My children haven’t even got particularly curly hair but they still had to buy the hair-straighteners.

According to the instruction leaflet, the BaByliss Pro 230 Radiance Sleek model apparently uses breakthrough technology for longerlasting straightness. “The ionic steam enhances the hair condition and eliminates frizz for an ultimate high-shine finish,” it declares.

What’s more, the straighteners come with “re-tractable de-tangling fins for total straightness” and the boys are even more excited by this remarkable feature than I was by the advent of removable studs from footie boots in the Seventies.

But that’s not all. The long list of features also includes: extra power heaters; special ceramic-titanium plates; three-metre salon swivel cord; luxury storage pouch; variable temperature settings; sectioning clips; a heat protection mat and – wait for it – an on/off switch.

Oh yes, how advanced is that? An on/off switch! No wonder they had to pool their savings.

And ever since the hair-straighteners arrived, it has become a near impossibility to get into the bathroom.

They spend hours in there every morning, fiddling endlessly with their special ceramic-titanium plates and sectioning clips until their hair is perfectly straight.

“How long are you going to be?” I shout, pounding on the door in frustration because I’m going to be late for work.

“Just a minute,” they grunt and then proceed to take another half an hour before emerging from the bathroom, looking like The Boulder Brothers from Wacky Races.

They trudge off to school with a sleek curtain of straight hair hanging in front of their eyes, leaving me to wonder whether we should get them a guide dog each.

The lack of bathroom access got so bad last week that I finally decided to issue them with a time-limit.

“From now on, you’ve got ten minutes each in the bathroom – no more,”’ I declared.

“Aw, why’s that?” mumbled Jack.

“Because I need to do my hair too,”

I told him.

“It’s all relative Dad,” he yawned.

“Those of us who have lots of hair, need longer in the bathroom. You don’t need long these days. Half a minute should do it.”

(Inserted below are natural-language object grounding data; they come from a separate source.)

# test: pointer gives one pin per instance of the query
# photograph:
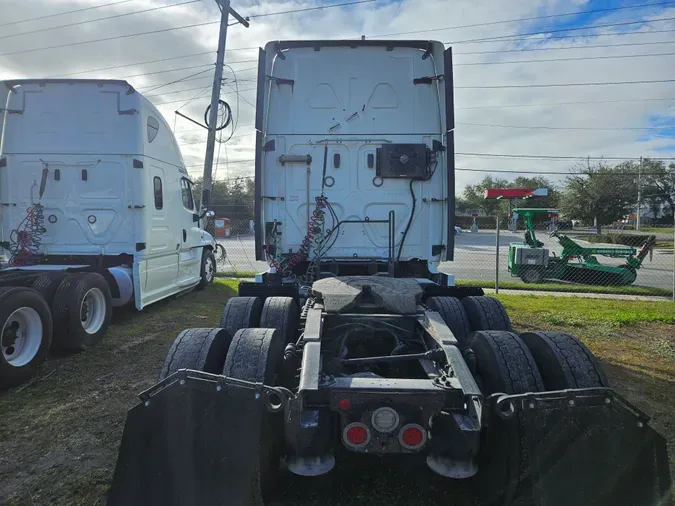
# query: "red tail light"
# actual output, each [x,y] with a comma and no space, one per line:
[412,436]
[356,435]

I’ll be honest – it crossed my mind to turn up the variable temperature and shove his de-tangling fins where it would have proved very hard for them to be re-tractable.

THE THINGS THEY SAY

AT a recent meeting of Branksome Residents’ Association in Darlington, Vera Nowell told of the time she asked her grandson, Daniel, six: “Do you think Grandad and Nanna are old?”

Daniel thought for a while and then gave his verdict: “No, you’re not old, Nanna. I’ve been talking to a lady who’s 102 – and she’s ended up in a wheelbarrow!”

VERA recalled her son Brinley’s first haircut, when he was four, and he told the barber: “I don’t like you!”

“Why not?” asked the barber.

“Because all the feathers have gone down my neck,” replied Brinley.

BRINLEY came home from school one day with a pertinent question after a lesson about where babies came from.

“Mum, did the egg I was in have a lion stamped on it?” he asked.